購物籃分析又稱關聯分析,從大量的交易資料中探勘資料間具有相關性的隱藏商業規則,其中最經典的就是啤酒與尿布的例子。 以下透過 R 進行簡單範例的操作與說明。
首先安裝與載入 arules 套件
# install.packages("arules", repos="http://cran.us.r-project.org")
library ( arules )
## Warning: 套件 'arules' 是用 R 版本 4.2.3 來建造的
## 載入需要的套件:Matrix
## Warning: 套件 'Matrix' 是用 R 版本 4.2.3 來建造的
##
## 載入套件:'arules'
## 下列物件被遮斷自 'package:base':
##
## abbreviate, write
接下來選擇使用 arules 套件內建的 Groceries (食品雜貨) 資料集,獲取其摘要訊息。
data("Groceries")
summary(Groceries)
## transactions as itemMatrix in sparse format with
## 9835 rows (elements/itemsets/transactions) and
## 169 columns (items) and a density of 0.02609146
##
## most frequent items:
## whole milk other vegetables rolls/buns soda
## 2513 1903 1809 1715
## yogurt (Other)
## 1372 34055
##
## element (itemset/transaction) length distribution:
## sizes
## 1 2 3 4 5 6 7 8 9 10 11 12 13 14 15 16
## 2159 1643 1299 1005 855 645 545 438 350 246 182 117 78 77 55 46
## 17 18 19 20 21 22 23 24 26 27 28 29 32
## 29 14 14 9 11 4 6 1 1 1 1 3 1
##
## Min. 1st Qu.
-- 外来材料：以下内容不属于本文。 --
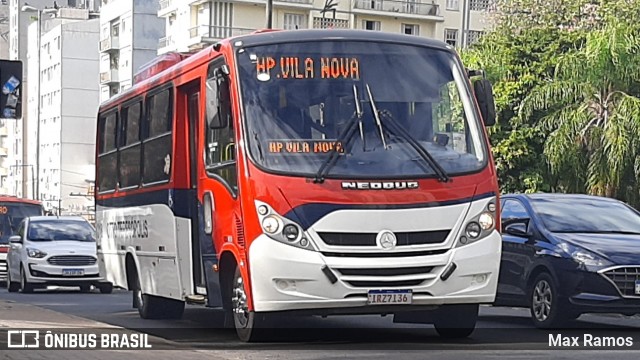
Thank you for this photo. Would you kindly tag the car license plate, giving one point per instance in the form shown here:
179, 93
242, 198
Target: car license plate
72, 272
390, 297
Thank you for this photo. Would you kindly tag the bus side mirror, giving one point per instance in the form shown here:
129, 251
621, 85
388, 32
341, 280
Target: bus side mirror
484, 96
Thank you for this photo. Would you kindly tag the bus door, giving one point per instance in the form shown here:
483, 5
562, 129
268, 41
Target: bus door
191, 95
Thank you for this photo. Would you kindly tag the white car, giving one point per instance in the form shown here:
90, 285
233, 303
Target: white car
49, 250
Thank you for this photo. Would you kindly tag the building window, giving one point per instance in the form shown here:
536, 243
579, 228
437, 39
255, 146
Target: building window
294, 21
473, 36
115, 30
328, 23
157, 144
479, 5
107, 152
411, 29
129, 153
371, 25
451, 36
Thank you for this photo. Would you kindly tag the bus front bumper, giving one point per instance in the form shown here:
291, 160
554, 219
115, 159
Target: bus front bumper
285, 278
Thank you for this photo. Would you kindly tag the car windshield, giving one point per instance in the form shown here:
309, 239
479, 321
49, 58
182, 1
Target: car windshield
299, 98
60, 230
12, 214
587, 215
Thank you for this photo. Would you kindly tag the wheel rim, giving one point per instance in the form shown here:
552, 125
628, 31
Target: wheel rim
239, 303
542, 300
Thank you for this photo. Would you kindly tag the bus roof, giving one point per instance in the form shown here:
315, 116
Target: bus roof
265, 37
15, 199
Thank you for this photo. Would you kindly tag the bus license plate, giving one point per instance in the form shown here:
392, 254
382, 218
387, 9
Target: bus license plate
72, 272
390, 297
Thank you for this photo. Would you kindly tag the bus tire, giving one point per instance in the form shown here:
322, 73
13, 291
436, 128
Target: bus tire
248, 323
456, 321
156, 307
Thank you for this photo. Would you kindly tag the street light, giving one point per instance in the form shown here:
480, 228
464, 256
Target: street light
29, 8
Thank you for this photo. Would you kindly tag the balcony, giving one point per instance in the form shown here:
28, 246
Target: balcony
166, 44
109, 77
398, 8
111, 43
167, 7
204, 34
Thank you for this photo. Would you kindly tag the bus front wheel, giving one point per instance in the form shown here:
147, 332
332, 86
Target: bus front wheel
248, 324
456, 321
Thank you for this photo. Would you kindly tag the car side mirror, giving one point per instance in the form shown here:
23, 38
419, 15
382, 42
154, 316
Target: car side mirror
517, 229
484, 96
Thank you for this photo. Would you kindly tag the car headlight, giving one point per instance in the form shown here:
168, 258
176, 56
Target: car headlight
584, 258
282, 229
479, 226
35, 253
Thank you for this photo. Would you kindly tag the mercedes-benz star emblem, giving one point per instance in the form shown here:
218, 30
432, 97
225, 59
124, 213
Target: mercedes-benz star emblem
386, 240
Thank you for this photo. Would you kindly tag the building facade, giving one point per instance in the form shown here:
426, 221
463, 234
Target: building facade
191, 24
129, 34
66, 107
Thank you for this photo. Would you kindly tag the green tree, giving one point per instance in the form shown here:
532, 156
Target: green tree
593, 115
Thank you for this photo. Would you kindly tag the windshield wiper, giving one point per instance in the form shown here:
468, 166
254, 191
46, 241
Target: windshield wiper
399, 130
344, 138
376, 115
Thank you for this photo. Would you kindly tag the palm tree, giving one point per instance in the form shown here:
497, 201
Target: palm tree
593, 114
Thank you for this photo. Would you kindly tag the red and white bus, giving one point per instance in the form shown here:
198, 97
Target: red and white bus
12, 211
310, 171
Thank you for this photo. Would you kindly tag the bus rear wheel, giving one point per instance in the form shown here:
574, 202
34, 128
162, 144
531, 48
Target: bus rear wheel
248, 324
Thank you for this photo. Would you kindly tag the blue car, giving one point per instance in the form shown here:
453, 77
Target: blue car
566, 255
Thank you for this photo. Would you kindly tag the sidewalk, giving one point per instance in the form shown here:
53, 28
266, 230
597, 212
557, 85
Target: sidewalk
16, 316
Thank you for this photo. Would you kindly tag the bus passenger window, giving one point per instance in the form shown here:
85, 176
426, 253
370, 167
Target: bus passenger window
107, 154
220, 152
157, 144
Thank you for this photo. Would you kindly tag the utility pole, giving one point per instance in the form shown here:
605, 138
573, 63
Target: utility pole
269, 14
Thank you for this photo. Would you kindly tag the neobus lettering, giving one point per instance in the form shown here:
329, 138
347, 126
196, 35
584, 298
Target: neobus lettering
390, 185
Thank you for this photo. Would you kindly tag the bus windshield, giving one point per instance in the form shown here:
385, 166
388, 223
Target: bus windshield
12, 214
299, 98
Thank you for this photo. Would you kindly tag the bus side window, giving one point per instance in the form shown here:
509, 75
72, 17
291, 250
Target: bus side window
220, 154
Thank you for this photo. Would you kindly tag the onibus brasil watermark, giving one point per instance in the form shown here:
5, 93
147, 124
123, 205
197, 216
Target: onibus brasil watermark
36, 339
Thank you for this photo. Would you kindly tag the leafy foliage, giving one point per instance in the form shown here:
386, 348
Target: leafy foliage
566, 80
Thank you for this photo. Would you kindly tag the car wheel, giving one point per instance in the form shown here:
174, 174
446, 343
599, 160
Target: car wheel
548, 309
456, 321
12, 286
25, 287
248, 324
106, 288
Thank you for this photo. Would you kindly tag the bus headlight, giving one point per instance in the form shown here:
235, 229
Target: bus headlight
479, 226
271, 224
282, 229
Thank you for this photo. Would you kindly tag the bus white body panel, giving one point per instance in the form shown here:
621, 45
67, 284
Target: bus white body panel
474, 281
150, 234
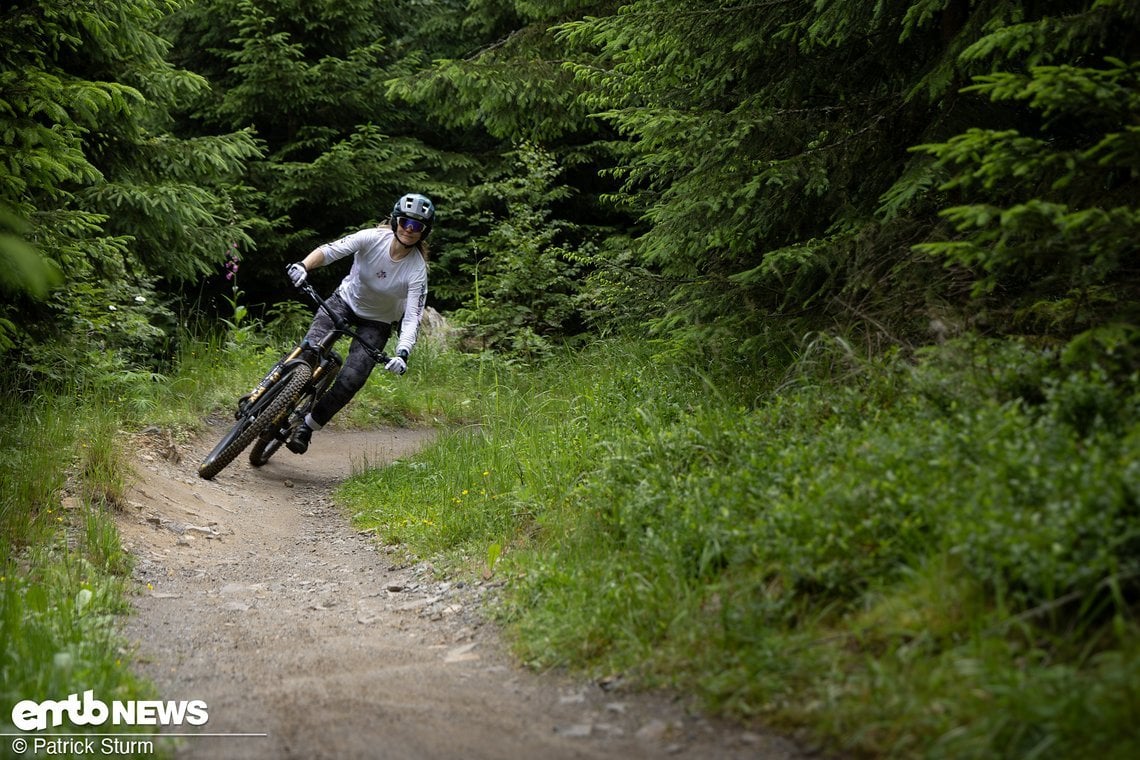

Median Mean 3rd Qu. Max.
## 1.000 2.000 3.000 4.409 6.000 32.000
##
## includes extended item information - examples:
## labels level2 level1
## 1 frankfurter sausage meat and sausage
## 2 sausage sausage meat and sausage
## 3 liver loaf sausage meat and sausage
展示 Groceries 資料集的前八條交易資料:
inspect(Groceries[1:8])
## items
## [1] {citrus fruit,
## semi-finished bread,
## margarine,
## ready soups}
## [2] {tropical fruit,
## yogurt,
## coffee}
## [3] {whole milk}
## [4] {pip fruit,
## yogurt,
## cream cheese ,
## meat spreads}
## [5] {other vegetables,
## whole milk,
## condensed milk,
## long life bakery product}
## [6] {whole milk,
## butter,
## yogurt,
## rice,
## abrasive cleaner}
## [7] {rolls/buns}
## [8] {other vegetables,
## UHT-milk,
## rolls/buns,
## bottled beer,
## liquor (appetizer)}
一條交易資料及代表一位消費者購物籃內的商品類別,例如第一位消費者購買了 柑橘類水果 (citrus fruits) 、半成品麵包 (semi-finished bread)、人造奶油 (margarine)、 現成即食湯 (ready soups) 四種品項。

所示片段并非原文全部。